Auch die Schumanns Bar gehörte zu dieser ultrakonservativen Bewegung, was für ein junges, sein Profil suchendes Medium natürlich ein willkommener Reibungspunkt war. Wer eine Vodka Colada mit blauer Lebensmittelfarbe anreichere (Stichwort "Swimming Pool"), war damals meine Argumentation, dessen Begründung "kein richtiger Saft" stehe auf äußerst schwachen Füßen.

In der Folge wurden wir immer wieder darauf angesprochen, weshalb wir von Mixology "das Schumanns nicht mögen". Was uns sehr verwunderte, da der Tresen der Münchner Weißkittel immer die erste Anlaufstation bei Besuchen der bayrischen Hauptstadt war und ist. Wir von Mixology hatten und haben über all die Jahre immer große Achtung vor der Leistung von Charles Schumann behalten. Der damals vorherrschende, von ihm stark beeinflusste konservative Barstil und die mangelnde Debattenkultur in der Barszene Deutschlands boten allerdings eine zu willkommene Angriffsfläche, um nicht die ein odere andere kritische Anmerkung zu landen.
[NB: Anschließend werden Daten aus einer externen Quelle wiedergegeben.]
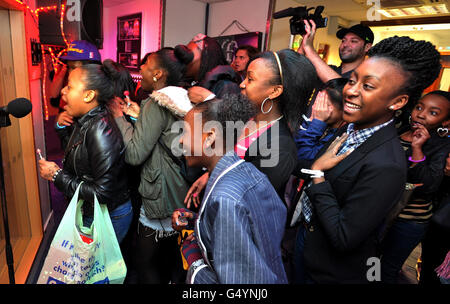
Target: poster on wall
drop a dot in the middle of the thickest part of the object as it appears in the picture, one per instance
(129, 33)
(230, 43)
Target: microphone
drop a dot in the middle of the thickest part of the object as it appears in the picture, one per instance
(18, 107)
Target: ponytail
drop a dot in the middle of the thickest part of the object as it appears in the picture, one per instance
(109, 79)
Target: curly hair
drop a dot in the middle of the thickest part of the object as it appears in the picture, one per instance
(299, 81)
(419, 60)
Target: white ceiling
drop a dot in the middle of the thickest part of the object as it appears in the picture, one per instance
(352, 10)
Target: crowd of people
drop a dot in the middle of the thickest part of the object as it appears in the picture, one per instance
(276, 168)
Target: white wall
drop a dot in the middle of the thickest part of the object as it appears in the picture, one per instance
(150, 26)
(252, 14)
(183, 20)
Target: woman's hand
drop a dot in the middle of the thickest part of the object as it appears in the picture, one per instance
(330, 158)
(321, 109)
(197, 187)
(198, 94)
(180, 218)
(47, 169)
(419, 137)
(116, 107)
(64, 119)
(132, 109)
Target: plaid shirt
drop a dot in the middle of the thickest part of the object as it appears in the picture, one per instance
(354, 140)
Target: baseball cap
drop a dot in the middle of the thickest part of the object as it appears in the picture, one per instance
(362, 31)
(82, 50)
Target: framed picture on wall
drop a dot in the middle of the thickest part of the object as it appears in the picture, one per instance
(129, 34)
(230, 43)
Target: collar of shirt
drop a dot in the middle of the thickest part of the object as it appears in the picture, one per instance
(226, 161)
(357, 137)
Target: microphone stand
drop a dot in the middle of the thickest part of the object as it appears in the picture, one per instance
(5, 122)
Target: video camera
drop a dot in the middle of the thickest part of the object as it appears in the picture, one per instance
(299, 14)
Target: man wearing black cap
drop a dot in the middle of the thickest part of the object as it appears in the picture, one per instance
(355, 43)
(79, 52)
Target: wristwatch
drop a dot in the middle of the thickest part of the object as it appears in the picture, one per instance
(194, 269)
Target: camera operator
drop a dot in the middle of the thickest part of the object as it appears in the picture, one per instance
(355, 43)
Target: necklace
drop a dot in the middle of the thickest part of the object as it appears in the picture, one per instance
(269, 123)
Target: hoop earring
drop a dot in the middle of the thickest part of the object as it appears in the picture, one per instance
(262, 106)
(442, 132)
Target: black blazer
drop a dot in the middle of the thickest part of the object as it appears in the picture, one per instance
(350, 207)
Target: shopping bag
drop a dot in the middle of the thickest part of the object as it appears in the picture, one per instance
(84, 255)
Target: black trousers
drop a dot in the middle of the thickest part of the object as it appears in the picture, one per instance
(158, 260)
(435, 246)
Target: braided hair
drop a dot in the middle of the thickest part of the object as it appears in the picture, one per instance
(418, 58)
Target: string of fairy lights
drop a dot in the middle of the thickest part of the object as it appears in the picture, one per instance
(54, 57)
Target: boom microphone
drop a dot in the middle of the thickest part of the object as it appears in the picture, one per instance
(18, 107)
(285, 13)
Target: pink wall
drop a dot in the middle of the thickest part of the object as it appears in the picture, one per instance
(150, 26)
Mittlerweile hat die Schumanns Bar durch Mitarbeiter wie Klaus Stephan Rainer und den immer umtriebigen und meinungsfreudigen Stefan Gabanyi in der Barindustrie wieder ein völlig anderes Profil gewonnen. Meiner Meinung nach ist das Schumanns präsenter denn je und gespannt warten bereits alle auf die neue, überarbeitete Ausgabe des legendären Bestsellers "American Bar". Charles Schumann selbst wurde mit großem Anklang bei den letzten Mixology Bar Awards nicht von ungefähr mit dem "Award für das Lebenswerk" ausgezeichnet. Beim letzten Tanqueray Ten Table, der in den Räumen der Bar stattfand, hatte ich die Gelegenheit, ein paar Worte mit ihm zu wechseln, die auch die Idee für diesen Blogeintrag gaben.
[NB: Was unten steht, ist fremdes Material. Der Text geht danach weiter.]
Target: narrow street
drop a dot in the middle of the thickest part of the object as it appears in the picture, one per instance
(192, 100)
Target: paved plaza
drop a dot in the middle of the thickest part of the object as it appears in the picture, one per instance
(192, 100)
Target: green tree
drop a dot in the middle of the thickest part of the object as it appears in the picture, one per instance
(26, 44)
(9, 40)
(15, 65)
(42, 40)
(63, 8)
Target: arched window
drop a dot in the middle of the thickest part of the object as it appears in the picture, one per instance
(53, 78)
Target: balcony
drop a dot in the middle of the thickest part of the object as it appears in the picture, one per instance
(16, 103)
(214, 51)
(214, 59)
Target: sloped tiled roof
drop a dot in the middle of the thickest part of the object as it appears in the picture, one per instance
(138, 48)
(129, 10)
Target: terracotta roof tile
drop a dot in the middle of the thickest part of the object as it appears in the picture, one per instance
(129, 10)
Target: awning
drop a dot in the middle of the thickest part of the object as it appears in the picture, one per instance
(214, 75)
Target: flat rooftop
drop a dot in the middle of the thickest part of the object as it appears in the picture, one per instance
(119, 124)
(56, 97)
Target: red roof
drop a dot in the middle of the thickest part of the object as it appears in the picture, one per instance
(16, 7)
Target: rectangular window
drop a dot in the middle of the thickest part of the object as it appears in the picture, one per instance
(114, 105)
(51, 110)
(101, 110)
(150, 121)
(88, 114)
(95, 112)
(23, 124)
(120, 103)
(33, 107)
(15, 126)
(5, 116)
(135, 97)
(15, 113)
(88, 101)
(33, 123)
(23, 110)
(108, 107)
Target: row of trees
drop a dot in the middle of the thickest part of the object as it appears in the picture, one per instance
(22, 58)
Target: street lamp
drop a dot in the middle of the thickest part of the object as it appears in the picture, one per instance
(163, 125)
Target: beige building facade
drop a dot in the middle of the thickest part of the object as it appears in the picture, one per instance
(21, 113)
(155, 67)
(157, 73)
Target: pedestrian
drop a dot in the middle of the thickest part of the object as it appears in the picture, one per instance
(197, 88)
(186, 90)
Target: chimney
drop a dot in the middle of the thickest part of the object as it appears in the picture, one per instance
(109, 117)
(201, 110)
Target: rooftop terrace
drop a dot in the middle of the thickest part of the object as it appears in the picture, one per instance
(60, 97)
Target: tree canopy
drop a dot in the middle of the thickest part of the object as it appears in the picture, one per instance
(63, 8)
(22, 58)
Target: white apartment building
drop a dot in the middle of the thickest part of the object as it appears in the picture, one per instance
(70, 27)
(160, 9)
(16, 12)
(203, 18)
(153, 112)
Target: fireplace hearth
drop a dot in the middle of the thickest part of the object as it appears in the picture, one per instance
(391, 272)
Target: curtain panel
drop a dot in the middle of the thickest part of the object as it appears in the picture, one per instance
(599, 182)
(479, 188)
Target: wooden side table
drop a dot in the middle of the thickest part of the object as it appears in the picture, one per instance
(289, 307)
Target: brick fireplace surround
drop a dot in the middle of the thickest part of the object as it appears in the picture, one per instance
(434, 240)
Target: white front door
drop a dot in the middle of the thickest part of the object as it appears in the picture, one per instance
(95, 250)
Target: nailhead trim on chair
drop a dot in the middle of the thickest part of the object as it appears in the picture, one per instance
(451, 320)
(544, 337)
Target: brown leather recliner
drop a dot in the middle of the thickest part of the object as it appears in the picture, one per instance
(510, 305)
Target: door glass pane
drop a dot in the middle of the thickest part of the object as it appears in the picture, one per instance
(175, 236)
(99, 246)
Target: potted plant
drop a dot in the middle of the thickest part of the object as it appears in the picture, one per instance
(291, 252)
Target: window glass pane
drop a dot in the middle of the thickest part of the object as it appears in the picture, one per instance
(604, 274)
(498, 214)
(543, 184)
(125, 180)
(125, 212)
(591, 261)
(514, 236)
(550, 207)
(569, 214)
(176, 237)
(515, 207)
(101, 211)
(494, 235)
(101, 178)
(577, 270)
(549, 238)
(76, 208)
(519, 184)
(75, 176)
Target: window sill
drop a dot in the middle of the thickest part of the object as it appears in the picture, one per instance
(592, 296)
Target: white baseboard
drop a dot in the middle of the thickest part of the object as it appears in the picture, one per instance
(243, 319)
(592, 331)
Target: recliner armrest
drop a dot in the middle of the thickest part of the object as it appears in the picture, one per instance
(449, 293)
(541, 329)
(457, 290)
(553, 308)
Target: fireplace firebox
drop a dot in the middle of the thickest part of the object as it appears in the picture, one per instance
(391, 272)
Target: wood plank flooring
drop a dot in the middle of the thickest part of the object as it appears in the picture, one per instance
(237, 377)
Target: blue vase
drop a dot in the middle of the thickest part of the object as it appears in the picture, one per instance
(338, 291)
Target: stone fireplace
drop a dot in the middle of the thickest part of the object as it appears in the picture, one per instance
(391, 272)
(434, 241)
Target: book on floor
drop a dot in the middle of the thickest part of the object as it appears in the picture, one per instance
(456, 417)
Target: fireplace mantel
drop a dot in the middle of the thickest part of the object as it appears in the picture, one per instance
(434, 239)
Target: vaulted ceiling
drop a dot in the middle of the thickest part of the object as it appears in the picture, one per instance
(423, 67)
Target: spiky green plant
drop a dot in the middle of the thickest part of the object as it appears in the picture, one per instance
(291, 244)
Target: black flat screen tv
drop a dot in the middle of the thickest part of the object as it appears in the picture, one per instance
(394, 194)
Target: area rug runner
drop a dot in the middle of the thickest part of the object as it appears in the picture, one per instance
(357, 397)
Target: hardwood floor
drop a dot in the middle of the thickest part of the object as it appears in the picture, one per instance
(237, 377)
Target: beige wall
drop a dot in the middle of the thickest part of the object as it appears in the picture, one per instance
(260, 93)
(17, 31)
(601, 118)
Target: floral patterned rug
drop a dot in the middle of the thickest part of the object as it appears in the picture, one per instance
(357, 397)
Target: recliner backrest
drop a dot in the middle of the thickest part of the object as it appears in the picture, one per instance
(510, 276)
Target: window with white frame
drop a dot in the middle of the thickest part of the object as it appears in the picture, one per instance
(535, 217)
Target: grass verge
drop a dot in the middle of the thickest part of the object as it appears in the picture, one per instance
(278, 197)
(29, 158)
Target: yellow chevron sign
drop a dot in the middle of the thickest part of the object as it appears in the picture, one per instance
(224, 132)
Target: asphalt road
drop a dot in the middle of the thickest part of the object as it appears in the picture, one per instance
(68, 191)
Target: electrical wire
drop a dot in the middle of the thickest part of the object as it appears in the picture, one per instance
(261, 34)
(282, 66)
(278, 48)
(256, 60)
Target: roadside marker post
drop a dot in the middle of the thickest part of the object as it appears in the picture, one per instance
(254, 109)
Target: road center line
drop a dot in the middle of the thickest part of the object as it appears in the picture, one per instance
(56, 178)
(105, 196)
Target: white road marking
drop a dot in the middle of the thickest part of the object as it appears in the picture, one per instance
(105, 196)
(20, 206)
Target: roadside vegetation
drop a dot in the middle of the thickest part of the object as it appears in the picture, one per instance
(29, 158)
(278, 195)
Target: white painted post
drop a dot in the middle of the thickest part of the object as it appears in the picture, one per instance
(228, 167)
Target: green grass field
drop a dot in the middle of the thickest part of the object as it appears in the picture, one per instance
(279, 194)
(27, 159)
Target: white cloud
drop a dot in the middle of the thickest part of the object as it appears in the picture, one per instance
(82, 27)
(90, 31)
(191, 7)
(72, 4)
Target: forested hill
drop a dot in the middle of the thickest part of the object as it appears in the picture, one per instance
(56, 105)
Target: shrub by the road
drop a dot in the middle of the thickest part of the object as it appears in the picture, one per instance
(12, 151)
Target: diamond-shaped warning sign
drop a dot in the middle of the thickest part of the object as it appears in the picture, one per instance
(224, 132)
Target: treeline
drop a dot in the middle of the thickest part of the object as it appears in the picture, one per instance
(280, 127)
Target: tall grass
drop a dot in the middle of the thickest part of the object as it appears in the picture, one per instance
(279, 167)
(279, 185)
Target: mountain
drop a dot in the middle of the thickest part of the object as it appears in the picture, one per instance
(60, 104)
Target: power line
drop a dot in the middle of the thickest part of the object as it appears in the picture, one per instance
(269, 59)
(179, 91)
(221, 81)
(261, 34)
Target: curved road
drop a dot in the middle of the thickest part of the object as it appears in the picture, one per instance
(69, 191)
Der Gastronom und das Medium

"Wo arbeitest Du derzeit eigentlich?" fragte mich Charles. Nach dem Verständnis eines mit Ende 60 noch aktiv in seinem Betrieb mitarbeitenden Bartenders und Gastronomen, sollte der Herausgeber eines Barmagazins, das sich als Stimme der Branche versteht, offenbar noch selbst hinter dem Tresen stehen. Irgendwie gefällt mir diese Sichtweise, auch wenn sie mich im ersten Moment irritiert hat. "Ich habe ganz ehrlich nicht mehr die Zeit dafür", antwortete ich ihm. "Ihr seid ja groß geworden mittlerweile", bemerkte er daraufhin. "Und viel Werbung habt ihr im Magazin", merkte er dann mit kritischer Stimme an.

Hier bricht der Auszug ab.